Affinità di coppia del segno della Vergine con gli altri segni – Leone

Vergine-Leone

Il Sole è la sua ombra

Per tradizione, una lei virginiana è la tranquilla, indispensabile compagna-collega-segretaria del leader dello Zodiaco, nato per il comando. Finché non entrano in campo, a risvegliare il suo orgoglio, prepotenti istinti plutoniani…

Che ne sarebbe del ricco raccolto estivo se a custodirlo non ci fossero ordinati granai? Che ne sarebbe della cicala se a soccorrerla non ci fossero laboriose, silenti formiche? Sarebbe la fame.

Così la smagliante creatività leonina si disperderebbe nel nulla se, dietro le quinte del suo appariscente potere, non brulicasse un esercito di pazienti nati nella Vergine intenti a scegliere, ordinare, selezionare.

Se si tratta di lavoro, questo binomio è certo vincente. E’ l’accoppiata del capo con la sua assistente, che lo segue come un’ombra solerte. Muta, onnipresente, irrinunciabile. Tanto che fra loro si stabilisce una specie di simbiosi così intima che finisce con lo scivolare, insensibilmente, dal professionale al privato. Questo potrebbe essere il caso della love story fra il manager e la sua segretaria. Una love story che spesso non approda a nulla di ufficiale: lui tutte le sere (o quasi) torna a casa dove l’aspetta la corte familiare e lei si ritira nel suo appartamento ad accudire, in mancanza d’altro, i canarini e il micio. Di vacanze insieme naturalmente non se ne parla; a meno che una missione professionale non consenta di unire l’utile al dilettevole. E in questo caso la fida Vergine torna alla base con un bagaglio di radiosi ricordi e regali che la vincolano ulteriormente al suo signore e padrone.

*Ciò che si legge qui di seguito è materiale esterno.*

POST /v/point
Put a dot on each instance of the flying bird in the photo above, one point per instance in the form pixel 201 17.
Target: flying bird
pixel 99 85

Ma, per fortuna, questo tipo di uomini Leone non è così diffuso. E in più le donne della Vergine sottomesse fino all’annullamento di sé sono ormai una razza in rapida via d’estinzione: i sussulti femministi hanno finito con il risvegliare orgogli leonini e bilancini, in loro abbastanza frequenti, visto che in astrologia i tipi puri sono rari come aghi in un pagliaio. Ma è un bene perché le solite correzioni commesse soprattutto a Mercurio e Venere porgono provvidenziali rimedi ai rischi connessi a un segno inflazionato dalla presenza di troppi pianeti.

Bisogna inoltre aggiungere che, in relazione ai pianeti lenti (Urano, Nettuno, Plutone), si verificano di solito modifiche sostanziali nelle caratteristiche proprie del segno corrispondente al loro transito. Infatti alcune generazioni ignorano, nella maggioranza, le vocazioni alla sudditanza tramandate dalla tradizione astrologica. La spiegazione è semplice: il passaggio di Plutone nel segno ha fatto sì che molti di questi nativi avessero il Sole congiunto con tenebroso pianeta. E i Vergine plutoniani non sono certo personaggi da retrovie. Anzi, sono dei tipi che giocano, perfettamente a loro agio, complicati giochi di potere. Sono anche, spesso, degli istrioni che non si fanno certo paralizzare da dubbi e remore moralistiche quando è in palio l’autoaffermazione. Diciamo che, dietro mentite spoglie virginee, serpeggia in loro un agguerrito spirito scorpionico. E la donna, nonostante la modesta umile apparenza, si rivela un’autentica mantide religiosa.

Se un presuntuoso Leone cade nella rete delle apparenze con una Vergine di questa generazione scopre ben presto di avere sbagliato completamente i suoi calcoli. Ammesso anche che lui possa contare sul prestigio che gli deriva dall’essere il suo capo lei non accetterebbe per nulla al mondo di assoggettarsi a una situazione di compromesso e senza via d’uscita. Quindi lo metterebbe quasi subito alle corde e lo costringerebbe a chiare, definitive scelte. Pronta a colpirlo con un impietoso e vendicativo spirito giustiziere nel caso lui la deludesse. A questo punto è chiaro che il tradizionale rapporto Leone-Vergine sarebbe completamente invertito e lui rischierebbe di uscirne proprio malconcio. Potrebbe salvarsi soltanto se, grazie alla sua luminosa intelligenza solare, mettesse al bando narcisistiche e sterili manie di potere per scegliere la vita più illuminata: quella di un rapporto alla pari, sulla base dell’impegno e del rispetto reciproci.

In compenso potrebbe contare su un’alleata agguerrita e lucida, capace di frantumare senza esitazioni qualunque ostacolo si dovesse parare sulla loro strada. Questa preziosa alleata si rivelerebbe anche una donna straordinaria. Perché il ritegno virgineo darebbe ai focosi approcci leonini lo stuzzicante sapore d’una conquista.